Gaming Marathon

I spent an hour writing this, only to have Livejournal eat it. This version is going to be briefer.I spent the weekend in Olympia at Enfilade, a convention put on by the NHMGS (Northwest Historical Miniature Gaming Society). This has become a yearly event for Rick and I, and I enjoy the opportunity to go to a con just for fun. No business, no booth duty; just playing games. This year turned into something of a marathon because we added in a pickup game of 40K. Rick, Jefferson, Stephen, and I brought down armies and threw down on Friday night in an empty conference room we found in the hotel. We started at midnight and finished up around 4 am. Then I was up at 8 for the first session. By the end of day Saturday, I had played five full games in 28 hours and then did one more Sunday morning. I certainly got my fix for minis gaming. Here’s what I played (and there are pics on my Facebook page).

Kashgar, October 1920: A four way battle in Central Asia between Red Russians, White Russians, warlord Chinese, and Afghan tribesmen. We were all fighting to seize the lost gold of Alexander the Great, recently unearthed by American archeologists. I played the Chinese and it was a vicious battle. My “Dare to Die” troops overran the American marines and seized the pack mules with the gold, but then fell before White Russian firepower in their exposed position. The battle used The Great War rules by Warhammer Historical and most of the minis were from Copplestone Castings’ excellent “Back of Beyond” range.

Unlikely Allies: This is the aforementioned pickup game of 40K. Jefferson’s Necrons and Stephen’s Black Templars (I said they were unlikely allies) took on the Imperial Guard.

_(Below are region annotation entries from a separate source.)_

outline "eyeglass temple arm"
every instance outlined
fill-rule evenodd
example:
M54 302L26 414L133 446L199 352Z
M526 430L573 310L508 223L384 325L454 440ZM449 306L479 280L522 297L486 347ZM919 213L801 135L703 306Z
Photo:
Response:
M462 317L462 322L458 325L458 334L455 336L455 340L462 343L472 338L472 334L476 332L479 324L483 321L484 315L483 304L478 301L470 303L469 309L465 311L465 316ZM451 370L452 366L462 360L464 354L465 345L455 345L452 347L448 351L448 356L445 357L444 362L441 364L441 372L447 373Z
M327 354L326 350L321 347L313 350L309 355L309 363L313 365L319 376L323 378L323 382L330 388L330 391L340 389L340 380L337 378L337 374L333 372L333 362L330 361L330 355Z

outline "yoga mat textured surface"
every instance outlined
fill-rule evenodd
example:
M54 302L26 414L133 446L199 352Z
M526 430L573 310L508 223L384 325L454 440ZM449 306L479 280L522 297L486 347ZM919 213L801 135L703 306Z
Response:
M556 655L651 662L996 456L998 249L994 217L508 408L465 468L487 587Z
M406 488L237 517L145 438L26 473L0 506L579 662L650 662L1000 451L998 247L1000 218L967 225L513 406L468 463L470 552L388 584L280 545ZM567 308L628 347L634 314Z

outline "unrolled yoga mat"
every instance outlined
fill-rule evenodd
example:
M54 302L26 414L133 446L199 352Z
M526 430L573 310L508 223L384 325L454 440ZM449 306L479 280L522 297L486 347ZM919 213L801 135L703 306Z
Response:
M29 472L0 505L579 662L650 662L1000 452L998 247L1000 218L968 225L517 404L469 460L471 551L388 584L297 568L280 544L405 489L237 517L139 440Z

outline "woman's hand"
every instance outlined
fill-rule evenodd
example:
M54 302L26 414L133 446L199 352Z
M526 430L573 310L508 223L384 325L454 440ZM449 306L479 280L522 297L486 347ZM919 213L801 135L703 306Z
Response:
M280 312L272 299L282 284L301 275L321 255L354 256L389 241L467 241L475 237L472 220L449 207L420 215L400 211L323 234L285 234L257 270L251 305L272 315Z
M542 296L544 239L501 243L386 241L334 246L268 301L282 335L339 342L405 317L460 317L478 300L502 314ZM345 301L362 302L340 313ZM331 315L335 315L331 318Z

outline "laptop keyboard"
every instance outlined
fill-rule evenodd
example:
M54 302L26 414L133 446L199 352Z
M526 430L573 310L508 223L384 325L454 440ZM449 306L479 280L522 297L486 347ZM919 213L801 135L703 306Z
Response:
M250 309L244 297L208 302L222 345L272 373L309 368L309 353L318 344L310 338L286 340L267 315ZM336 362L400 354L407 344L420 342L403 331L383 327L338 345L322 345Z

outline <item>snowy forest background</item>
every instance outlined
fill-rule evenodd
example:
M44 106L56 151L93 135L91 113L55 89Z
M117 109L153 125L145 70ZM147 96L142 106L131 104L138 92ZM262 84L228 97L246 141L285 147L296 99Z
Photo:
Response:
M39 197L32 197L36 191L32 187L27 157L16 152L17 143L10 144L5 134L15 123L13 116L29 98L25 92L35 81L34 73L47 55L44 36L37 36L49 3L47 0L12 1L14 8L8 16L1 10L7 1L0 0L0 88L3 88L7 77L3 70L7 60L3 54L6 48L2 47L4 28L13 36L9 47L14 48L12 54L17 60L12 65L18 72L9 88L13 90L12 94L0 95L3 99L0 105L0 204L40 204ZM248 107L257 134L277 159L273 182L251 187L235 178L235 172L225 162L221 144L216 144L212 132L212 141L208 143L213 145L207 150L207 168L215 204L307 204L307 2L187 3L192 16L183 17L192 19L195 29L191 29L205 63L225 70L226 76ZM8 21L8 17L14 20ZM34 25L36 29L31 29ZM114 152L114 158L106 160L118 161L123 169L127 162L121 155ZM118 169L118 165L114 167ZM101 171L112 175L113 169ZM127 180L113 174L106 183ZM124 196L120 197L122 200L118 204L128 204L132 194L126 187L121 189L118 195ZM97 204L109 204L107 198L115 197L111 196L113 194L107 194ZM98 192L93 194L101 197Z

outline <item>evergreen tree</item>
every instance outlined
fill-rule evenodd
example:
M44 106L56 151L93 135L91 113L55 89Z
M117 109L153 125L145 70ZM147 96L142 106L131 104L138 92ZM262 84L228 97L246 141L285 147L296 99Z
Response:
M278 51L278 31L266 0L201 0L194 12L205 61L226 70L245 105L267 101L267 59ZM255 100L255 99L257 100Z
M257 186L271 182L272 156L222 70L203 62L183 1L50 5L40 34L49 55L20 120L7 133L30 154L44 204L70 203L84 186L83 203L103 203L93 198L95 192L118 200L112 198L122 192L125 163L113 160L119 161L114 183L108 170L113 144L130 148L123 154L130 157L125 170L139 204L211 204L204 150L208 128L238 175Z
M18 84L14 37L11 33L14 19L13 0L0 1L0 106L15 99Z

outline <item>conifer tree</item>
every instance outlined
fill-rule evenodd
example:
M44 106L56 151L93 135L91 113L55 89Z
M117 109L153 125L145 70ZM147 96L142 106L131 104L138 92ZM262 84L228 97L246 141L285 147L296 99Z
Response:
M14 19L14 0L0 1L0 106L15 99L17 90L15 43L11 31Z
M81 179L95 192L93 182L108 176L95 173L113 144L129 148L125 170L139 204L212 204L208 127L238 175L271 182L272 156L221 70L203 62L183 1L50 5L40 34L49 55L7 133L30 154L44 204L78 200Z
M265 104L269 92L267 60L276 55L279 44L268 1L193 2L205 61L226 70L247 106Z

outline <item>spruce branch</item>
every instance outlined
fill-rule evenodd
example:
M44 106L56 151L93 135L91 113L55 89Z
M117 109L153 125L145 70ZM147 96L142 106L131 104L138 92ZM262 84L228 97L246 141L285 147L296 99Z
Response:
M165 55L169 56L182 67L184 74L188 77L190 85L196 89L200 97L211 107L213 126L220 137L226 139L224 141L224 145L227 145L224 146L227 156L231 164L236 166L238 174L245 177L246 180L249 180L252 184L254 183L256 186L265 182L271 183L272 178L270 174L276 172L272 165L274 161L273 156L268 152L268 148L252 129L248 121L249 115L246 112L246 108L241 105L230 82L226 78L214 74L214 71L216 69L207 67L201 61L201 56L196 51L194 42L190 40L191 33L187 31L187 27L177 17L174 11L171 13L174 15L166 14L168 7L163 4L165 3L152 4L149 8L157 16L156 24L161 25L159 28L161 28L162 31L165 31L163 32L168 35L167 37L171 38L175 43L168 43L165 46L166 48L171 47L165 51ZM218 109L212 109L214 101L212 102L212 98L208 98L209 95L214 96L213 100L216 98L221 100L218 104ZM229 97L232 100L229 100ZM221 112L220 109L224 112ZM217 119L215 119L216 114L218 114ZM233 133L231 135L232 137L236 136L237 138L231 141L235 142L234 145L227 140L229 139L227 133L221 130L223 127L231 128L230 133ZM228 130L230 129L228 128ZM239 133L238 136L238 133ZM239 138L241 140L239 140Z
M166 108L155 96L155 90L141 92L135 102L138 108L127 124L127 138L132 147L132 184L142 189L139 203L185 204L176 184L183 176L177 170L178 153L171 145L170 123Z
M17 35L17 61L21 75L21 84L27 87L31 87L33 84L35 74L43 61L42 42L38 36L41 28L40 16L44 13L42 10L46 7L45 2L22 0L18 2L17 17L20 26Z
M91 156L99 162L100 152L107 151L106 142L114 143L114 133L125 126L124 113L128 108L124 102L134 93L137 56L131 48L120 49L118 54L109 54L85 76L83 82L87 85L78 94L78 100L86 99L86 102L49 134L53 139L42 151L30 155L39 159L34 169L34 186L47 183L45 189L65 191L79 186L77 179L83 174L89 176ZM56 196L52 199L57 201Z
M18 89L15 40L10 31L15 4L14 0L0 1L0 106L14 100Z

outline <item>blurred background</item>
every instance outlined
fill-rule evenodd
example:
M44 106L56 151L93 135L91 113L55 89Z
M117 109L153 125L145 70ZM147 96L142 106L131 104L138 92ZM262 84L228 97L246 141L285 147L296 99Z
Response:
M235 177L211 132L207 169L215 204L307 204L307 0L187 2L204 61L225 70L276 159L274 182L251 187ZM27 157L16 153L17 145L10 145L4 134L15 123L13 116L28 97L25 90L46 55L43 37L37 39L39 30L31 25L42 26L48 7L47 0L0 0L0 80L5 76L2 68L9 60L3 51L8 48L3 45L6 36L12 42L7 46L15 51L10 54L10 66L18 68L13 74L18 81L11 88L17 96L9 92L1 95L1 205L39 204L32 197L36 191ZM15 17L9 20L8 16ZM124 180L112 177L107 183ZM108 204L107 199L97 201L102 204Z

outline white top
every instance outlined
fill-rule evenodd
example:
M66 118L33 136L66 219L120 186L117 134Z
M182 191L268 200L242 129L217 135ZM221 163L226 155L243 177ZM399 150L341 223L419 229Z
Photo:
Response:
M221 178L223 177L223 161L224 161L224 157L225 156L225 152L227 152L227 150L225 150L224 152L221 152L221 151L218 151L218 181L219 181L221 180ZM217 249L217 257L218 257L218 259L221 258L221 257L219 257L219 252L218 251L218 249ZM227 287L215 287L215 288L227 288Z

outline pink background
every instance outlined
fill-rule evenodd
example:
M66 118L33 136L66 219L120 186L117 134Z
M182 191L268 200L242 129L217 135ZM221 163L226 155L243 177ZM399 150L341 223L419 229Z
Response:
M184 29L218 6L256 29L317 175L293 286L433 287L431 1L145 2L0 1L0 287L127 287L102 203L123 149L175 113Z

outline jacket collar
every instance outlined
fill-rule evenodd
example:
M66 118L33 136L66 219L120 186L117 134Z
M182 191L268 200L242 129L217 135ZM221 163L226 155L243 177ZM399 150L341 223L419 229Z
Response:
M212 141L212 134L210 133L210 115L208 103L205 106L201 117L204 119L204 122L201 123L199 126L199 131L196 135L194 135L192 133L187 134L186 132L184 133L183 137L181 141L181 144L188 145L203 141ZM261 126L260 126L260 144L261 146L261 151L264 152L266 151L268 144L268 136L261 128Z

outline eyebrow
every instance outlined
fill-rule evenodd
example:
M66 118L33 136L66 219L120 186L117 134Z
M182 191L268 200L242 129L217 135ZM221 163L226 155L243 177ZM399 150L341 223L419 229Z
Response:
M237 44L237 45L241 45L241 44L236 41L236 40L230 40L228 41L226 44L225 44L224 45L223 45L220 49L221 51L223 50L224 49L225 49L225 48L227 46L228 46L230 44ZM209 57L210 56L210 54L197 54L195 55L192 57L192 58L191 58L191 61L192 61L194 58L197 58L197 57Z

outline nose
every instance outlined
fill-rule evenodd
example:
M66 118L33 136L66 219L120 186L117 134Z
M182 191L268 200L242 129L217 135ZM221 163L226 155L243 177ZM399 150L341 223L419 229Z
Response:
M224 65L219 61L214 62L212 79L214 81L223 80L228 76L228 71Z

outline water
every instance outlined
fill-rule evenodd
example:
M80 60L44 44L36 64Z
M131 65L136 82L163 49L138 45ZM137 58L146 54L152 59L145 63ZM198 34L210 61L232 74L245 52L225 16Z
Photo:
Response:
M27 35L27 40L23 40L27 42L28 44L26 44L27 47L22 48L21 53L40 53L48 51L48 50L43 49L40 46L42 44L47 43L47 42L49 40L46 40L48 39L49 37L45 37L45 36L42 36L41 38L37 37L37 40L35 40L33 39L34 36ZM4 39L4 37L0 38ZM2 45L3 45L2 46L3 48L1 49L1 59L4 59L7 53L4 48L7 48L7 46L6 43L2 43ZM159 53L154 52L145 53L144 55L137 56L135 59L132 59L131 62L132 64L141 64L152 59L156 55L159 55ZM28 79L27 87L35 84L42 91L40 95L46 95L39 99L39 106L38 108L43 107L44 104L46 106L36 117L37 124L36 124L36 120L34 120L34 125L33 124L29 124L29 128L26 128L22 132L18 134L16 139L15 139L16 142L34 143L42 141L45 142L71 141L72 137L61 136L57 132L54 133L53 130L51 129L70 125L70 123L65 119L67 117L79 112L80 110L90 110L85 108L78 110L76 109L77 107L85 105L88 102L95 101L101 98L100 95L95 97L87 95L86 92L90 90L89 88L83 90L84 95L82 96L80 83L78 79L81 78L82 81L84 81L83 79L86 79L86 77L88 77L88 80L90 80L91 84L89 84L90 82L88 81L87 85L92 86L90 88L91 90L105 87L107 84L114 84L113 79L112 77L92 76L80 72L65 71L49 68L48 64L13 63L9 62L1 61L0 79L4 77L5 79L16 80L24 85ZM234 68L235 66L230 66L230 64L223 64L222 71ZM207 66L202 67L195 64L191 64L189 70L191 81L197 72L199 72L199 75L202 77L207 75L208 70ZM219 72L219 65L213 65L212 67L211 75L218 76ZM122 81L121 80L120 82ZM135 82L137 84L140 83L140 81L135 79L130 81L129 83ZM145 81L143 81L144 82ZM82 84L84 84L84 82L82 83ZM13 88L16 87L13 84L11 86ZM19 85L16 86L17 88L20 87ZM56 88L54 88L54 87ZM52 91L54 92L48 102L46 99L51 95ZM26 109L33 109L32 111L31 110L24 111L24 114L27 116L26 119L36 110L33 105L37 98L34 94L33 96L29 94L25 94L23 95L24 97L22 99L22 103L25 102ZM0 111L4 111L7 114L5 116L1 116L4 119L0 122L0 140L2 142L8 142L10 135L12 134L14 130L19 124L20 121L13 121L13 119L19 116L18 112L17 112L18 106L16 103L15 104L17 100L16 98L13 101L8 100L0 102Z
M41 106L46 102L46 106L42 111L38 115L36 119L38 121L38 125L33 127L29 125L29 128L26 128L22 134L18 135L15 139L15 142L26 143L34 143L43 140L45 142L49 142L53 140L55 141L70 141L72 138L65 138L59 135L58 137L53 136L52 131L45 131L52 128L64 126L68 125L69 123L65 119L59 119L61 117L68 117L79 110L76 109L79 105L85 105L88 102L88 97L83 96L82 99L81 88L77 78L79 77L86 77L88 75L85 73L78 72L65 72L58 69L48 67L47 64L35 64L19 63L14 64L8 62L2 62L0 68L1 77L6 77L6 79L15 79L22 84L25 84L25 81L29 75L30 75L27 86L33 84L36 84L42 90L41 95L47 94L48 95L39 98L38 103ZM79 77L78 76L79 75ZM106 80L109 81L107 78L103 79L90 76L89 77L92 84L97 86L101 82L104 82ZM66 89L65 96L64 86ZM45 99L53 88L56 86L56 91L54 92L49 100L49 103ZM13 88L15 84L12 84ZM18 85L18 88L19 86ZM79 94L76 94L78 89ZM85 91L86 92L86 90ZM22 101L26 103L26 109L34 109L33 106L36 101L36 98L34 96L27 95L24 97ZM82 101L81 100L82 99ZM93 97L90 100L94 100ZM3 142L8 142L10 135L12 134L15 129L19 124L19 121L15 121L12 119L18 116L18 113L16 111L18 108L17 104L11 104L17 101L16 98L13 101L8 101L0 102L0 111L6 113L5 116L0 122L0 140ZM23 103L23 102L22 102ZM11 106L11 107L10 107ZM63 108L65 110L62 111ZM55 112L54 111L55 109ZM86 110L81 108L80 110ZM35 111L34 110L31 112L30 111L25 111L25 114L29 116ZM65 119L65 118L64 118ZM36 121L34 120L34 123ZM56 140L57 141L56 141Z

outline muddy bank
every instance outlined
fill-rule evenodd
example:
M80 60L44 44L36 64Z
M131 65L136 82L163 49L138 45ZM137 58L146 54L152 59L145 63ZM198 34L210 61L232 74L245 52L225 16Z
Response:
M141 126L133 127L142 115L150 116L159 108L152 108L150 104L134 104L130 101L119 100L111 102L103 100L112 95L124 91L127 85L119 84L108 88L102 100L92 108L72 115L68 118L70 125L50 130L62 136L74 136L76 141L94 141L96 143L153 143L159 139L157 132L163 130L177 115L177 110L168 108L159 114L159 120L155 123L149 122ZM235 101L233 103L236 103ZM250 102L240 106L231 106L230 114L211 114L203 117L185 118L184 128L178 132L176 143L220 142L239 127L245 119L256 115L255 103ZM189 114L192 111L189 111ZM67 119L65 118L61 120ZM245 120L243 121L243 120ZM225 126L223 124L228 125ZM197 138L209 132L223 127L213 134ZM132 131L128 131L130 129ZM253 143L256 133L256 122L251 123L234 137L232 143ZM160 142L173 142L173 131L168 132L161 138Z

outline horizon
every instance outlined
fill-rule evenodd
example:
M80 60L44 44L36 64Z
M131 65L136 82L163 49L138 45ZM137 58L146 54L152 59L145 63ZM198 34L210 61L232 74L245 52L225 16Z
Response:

I think this was the first time I fought Necrons and they were disconcertingly tough. The Imperial Guard battle line held but it was a close run thing.

King Philip’s War: A skirmish scenario set in New England in 1675 during this little known conflict. I was part of a force of American colonists and their Native American allies assaulting a Wampanoag village. The first part of the scenario was the advance of the attack force through the woods. Then we recycled our figs for the attack on the village (sensible, since we only had 3-6 minis each). The game used the Black Powder Battles rules and they had some peculiarities. Had the hang of them by the end though and we took the village for the win.

Von Lettow-Vorbeck’s Cross Border: I’ve recently been reading a book called Tip and Run about World War I in Africa, so I knew I had to play this game. I commanded a German force attempting to capture a British train in East Africa. I think the rules were the GM’s homebrew and overall they played quickly and were fun. He didn’t expect much hand to hand combat though, so those rules were slight. Naturally, our guys did a lot of charging into hand to hand! We blew the tracks, stopped the train, and then successfully assaulted it in the name of the Kaiser.

Venus gehoert Uns!: Last year I played in a Sword and the Flame game set on Mars. This year Chris Bauermeister (a college friend I see but rarely) was running a sequel, a big game with 12 players on a 5′ x 16′ table. This time the colonial powers of Victorian Earth were trying to impose their will on Venus. Having just played imperialists in the last session, I opted to join the native resistance this game. The first hour was slow, as I had only one unit to command. As the game went on, Chris would periodically hand us additional units as more and more Venusians emerged from the fog and mud to attack the Earthmen. It was like the Battle of Isandlwana with scaly Venusians instead of Zulus. We gave those imperialist Earthmen what for too.

Punic War: My last game was a classic matchup of Rome vs. Carthage using Warhammer Ancient Battles. This was four players and two GMs, and it was a nice change of pace after the mayhem of the previous night. I played Hannibal and had a ball. I thought we might have lost on turn 2 when my co-general’s cavalry assault went disastrously wrong and our entire right flank broke and began fleeing. Most of them rallied though and we were able to turn the tide. Our elephants and veterans punched a hole in the Roman line that they could not recover from. No salting my fields this time, Rome.

I had planned to try out Grand Armee, a Napoleonic game, in the final slot but Rick was beat so we headed back north early in the afternoon. We talked about maybe running a game at next year’s show, and that reminded me of when I started going to GenCon. I just went to play for the first few years but then I started running my own games. It doesn’t make a whole lot of sense for me to do that Enfilade, as putting on a big convention minis game is a lot of work and it would make the weekend less relaxing. Still tempting though.